J <- length(unique(VerbAgg$id))      # n of students/respondents
K <- length(unique(VerbAgg$item)) # n of questions
N <- nrow(VerbAgg)                         # n of obs in long data format
jj <- match(VerbAgg$id, unique(VerbAgg$id))     # index for people
kk <- match(VerbAgg$item, unique(VerbAgg$item)) # index for item

standat <- list(
  J = J,
  K = K,
  N = N,
  jj = jj,
  kk = kk,
  y = as.numeric(VerbAgg$r2) - 1  # 1="N", 2="Y"

options(mc.cores = parallel::detectCores())

rasch_fit <- stan(model_code = rasch_code, data = standat,
             model_name = "Rasch_shift")

Error message

I get the rejecting initial value error. I understand the error. The transformed parameters are not initialized. Their values are all nan so that the bernoulli_logit(a[jj] - b[kk]) fails.

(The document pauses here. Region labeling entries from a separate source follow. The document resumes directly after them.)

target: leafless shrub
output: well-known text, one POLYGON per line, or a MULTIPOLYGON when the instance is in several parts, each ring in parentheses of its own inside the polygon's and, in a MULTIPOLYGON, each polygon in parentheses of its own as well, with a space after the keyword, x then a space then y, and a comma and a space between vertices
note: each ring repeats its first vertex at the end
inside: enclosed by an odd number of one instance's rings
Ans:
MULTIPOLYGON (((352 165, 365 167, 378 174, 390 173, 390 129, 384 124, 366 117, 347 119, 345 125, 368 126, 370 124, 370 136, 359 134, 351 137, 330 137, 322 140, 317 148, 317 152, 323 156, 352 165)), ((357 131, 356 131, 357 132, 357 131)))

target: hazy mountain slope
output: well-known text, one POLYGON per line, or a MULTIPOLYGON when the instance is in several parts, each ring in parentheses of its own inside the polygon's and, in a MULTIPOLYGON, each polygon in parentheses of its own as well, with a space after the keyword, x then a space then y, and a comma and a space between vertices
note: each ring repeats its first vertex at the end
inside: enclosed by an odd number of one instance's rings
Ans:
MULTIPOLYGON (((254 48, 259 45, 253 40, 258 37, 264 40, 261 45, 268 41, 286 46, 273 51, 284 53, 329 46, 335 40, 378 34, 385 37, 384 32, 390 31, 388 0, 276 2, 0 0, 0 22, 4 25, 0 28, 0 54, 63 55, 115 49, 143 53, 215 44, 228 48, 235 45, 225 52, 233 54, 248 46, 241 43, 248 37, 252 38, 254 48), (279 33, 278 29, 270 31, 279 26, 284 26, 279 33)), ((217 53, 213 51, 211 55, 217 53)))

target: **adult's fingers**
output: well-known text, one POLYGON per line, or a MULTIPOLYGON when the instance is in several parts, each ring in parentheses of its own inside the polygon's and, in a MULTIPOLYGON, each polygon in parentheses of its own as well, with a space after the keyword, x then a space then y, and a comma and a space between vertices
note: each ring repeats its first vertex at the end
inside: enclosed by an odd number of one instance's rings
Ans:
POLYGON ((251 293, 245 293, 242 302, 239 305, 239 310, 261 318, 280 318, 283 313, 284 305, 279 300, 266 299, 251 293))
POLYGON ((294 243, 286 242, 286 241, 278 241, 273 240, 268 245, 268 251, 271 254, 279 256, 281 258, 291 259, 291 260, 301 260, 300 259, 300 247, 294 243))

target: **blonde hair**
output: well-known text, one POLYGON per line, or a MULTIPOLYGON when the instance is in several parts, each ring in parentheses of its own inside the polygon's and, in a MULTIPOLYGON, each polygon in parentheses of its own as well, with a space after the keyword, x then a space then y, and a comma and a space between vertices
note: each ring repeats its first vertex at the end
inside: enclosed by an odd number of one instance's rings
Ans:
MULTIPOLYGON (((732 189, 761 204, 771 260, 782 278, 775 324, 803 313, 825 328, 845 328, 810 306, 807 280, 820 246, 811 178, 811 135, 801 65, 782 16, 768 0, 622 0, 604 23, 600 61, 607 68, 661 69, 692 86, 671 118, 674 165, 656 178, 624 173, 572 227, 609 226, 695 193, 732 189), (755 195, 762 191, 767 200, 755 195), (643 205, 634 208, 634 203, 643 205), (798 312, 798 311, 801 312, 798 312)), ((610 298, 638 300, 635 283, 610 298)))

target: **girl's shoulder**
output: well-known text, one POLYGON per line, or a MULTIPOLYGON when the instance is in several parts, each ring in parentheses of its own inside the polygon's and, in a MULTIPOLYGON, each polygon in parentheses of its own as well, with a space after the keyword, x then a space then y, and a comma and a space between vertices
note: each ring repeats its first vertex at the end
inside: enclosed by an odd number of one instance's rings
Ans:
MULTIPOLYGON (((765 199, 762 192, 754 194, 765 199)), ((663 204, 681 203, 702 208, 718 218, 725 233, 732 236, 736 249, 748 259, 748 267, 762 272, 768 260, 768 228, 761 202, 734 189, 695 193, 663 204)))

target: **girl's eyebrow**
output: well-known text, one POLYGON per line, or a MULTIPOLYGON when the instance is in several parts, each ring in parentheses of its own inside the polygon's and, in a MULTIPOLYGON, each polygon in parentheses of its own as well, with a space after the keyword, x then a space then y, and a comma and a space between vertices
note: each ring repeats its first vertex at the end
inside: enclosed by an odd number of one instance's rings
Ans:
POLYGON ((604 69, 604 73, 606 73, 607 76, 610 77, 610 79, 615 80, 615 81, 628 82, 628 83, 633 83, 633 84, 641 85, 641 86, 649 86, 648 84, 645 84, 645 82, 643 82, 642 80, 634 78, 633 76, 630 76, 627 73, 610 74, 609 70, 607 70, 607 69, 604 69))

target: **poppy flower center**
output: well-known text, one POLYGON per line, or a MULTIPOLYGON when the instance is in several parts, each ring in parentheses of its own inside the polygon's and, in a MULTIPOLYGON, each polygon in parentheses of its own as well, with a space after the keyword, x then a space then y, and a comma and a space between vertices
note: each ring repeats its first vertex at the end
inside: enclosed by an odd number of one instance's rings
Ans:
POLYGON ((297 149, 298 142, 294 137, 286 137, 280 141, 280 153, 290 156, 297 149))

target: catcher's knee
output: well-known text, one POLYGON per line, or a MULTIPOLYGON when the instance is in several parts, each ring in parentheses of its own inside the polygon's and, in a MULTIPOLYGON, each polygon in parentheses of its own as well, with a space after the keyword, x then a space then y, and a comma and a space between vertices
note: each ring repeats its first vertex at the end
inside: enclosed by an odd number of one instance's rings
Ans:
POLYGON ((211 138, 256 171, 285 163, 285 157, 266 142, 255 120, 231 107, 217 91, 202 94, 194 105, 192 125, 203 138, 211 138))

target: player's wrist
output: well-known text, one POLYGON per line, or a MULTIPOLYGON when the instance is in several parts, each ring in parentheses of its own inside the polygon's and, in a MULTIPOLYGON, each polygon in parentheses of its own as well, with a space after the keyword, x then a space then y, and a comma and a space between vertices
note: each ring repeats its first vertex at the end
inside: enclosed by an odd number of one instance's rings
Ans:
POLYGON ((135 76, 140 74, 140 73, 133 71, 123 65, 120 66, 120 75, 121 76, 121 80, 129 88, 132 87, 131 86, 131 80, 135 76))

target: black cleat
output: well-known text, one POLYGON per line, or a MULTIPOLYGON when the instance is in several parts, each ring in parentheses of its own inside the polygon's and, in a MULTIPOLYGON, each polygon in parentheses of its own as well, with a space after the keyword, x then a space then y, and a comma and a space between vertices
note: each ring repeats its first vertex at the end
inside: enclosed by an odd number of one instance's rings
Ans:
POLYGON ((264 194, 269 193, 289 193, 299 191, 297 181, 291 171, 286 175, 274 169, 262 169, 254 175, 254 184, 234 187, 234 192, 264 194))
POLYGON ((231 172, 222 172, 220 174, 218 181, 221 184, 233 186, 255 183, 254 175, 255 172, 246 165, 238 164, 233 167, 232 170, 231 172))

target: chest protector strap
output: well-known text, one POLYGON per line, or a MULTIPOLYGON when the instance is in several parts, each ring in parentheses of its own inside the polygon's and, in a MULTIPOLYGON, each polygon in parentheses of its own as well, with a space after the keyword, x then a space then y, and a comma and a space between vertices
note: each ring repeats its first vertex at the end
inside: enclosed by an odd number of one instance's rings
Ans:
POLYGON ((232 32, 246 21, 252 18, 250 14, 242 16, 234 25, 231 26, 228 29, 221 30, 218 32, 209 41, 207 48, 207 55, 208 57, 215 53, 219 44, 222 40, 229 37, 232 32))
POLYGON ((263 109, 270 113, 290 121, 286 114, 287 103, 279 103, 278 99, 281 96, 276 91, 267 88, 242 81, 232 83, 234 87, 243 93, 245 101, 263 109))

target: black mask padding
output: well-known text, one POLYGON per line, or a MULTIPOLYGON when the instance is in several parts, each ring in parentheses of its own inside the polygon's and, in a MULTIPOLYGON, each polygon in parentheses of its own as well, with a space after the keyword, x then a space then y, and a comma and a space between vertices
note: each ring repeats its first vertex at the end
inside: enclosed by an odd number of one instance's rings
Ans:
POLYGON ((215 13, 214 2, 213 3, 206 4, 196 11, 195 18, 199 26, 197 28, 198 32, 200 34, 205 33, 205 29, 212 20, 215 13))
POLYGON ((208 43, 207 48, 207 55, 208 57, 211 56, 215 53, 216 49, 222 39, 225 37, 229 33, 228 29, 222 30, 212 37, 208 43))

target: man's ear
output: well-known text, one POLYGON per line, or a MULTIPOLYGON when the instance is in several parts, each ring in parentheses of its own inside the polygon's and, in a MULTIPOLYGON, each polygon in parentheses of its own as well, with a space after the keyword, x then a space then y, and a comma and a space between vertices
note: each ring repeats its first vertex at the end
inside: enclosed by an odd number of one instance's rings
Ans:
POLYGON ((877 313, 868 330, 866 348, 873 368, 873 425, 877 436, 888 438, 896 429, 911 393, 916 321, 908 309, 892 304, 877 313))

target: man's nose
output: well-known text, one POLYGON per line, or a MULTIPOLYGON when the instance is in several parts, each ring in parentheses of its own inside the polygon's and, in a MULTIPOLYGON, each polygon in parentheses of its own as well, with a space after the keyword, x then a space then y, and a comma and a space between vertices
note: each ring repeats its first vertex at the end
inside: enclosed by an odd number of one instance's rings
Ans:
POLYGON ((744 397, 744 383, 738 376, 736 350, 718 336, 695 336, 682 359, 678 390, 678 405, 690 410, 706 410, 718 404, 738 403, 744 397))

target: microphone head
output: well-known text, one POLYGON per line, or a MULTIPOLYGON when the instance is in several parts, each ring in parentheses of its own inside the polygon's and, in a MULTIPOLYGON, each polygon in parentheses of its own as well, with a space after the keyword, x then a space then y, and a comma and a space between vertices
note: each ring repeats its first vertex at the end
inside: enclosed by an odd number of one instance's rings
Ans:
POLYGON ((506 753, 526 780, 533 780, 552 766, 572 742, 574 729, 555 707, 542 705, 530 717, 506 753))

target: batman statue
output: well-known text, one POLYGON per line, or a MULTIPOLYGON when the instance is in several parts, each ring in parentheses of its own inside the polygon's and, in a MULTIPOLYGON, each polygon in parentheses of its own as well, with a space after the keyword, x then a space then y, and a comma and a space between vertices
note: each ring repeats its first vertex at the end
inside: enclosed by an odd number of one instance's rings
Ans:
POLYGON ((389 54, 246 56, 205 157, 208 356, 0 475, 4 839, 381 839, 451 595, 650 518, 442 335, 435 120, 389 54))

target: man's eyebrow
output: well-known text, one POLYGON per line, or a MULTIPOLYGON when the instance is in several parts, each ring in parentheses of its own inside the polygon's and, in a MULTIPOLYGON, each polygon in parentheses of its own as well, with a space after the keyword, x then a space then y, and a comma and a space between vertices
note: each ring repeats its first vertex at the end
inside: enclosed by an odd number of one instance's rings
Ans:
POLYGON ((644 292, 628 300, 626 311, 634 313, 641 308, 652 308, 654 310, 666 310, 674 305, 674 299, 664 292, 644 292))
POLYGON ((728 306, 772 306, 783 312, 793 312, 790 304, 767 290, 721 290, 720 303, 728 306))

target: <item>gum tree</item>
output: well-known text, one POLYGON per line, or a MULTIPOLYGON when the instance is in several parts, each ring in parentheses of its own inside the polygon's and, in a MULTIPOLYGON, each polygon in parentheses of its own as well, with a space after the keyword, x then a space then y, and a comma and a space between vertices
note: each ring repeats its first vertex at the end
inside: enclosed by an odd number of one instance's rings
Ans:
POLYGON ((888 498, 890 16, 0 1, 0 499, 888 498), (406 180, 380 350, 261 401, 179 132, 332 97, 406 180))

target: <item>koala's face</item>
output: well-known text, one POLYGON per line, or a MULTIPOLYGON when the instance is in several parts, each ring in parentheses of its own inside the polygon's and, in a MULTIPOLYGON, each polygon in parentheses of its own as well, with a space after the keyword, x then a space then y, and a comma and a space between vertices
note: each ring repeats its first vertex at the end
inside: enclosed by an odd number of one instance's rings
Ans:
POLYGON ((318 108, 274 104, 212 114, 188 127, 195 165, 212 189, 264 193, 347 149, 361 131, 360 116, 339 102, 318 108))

Chain 1: Rejecting initial value:
Chain 1:   Error evaluating the log probability at the initial value.
Chain 1: Exception: normal_lpdf: Random variable[1] is nan, but must be not nan! (in 'Rasch_shift', line 31, column 2 to column 36)
Chain 1:
Chain 1: Initialization between (-2, 2) failed after 1 attempts.
Chain 1:  Try specifying initial values, reducing ranges of constrained values, or reparameterizing the model.
[1] "Error in eval(ei, envir) : Initialization failed."
error occurred during calling the sampler; sampling not done

How do I fixed this?

I know I don’t have to use shift and scale. I can get identifiability by simply setting \mu_a to 0, or by setting \mu_b to 0 (but not both). But the shift and scale approach looks more elegant. And there should be a way to get it to work in Stan. Thoughts? Many thanks in advance.

BTW, the same error if I set initial values manually:

initfun <- function(...) {
  list( a_raw       = rnorm(n=J, mean=0, sd=1),
        b_raw       = rnorm(n=K, mean=0, sd=1),
        mu_a_raw    = runif(1, min=0, max=5),
        mu_b_raw    = runif(1, min=0, max=5),
        sigma_a_raw = rexp(n=1, rate=1),
        sigma_b_raw = rexp(n=1, rate=1),
        shift       = runif(1, min=1, max=5),
        scale       = runif(1, min=1, max=5),
        a = rnorm(n=J, mean=0, sd=1),
        b = rnorm(n=K, mean=0, sd=1))    }

rasch_fit <- stan(model_code = rasch_code, data = standat,
             init = initfun, model_name = "Rasch_shift")
1 Like

I don’t really know how the model works, but maybe defining shift and scale in terms of a_raw instead of a would help?

This does work but they don’t recommend it, especially with Stan. Just set an informative N(0,1) or equivalent prior on the ability scores and it’ll be fine.

Thanks for the suggestions.

I am afraid, though, defining shift and scale by a_raw seems to destabilize the model with many warnings. Informative prior N(0, 1) works, or simply setting \mu_a = 0, I have tried both. But I hope to get shift and scale to work using Stan, especially if I want to add an item slope \gamma_k.

You just constrain the gamma_k to be positive, and it’s fine.

True. And that is how I did it before. I am hoping to move to a more elegant solution, like the shift and scale in Gelman and Hill. Thanks for your continued input.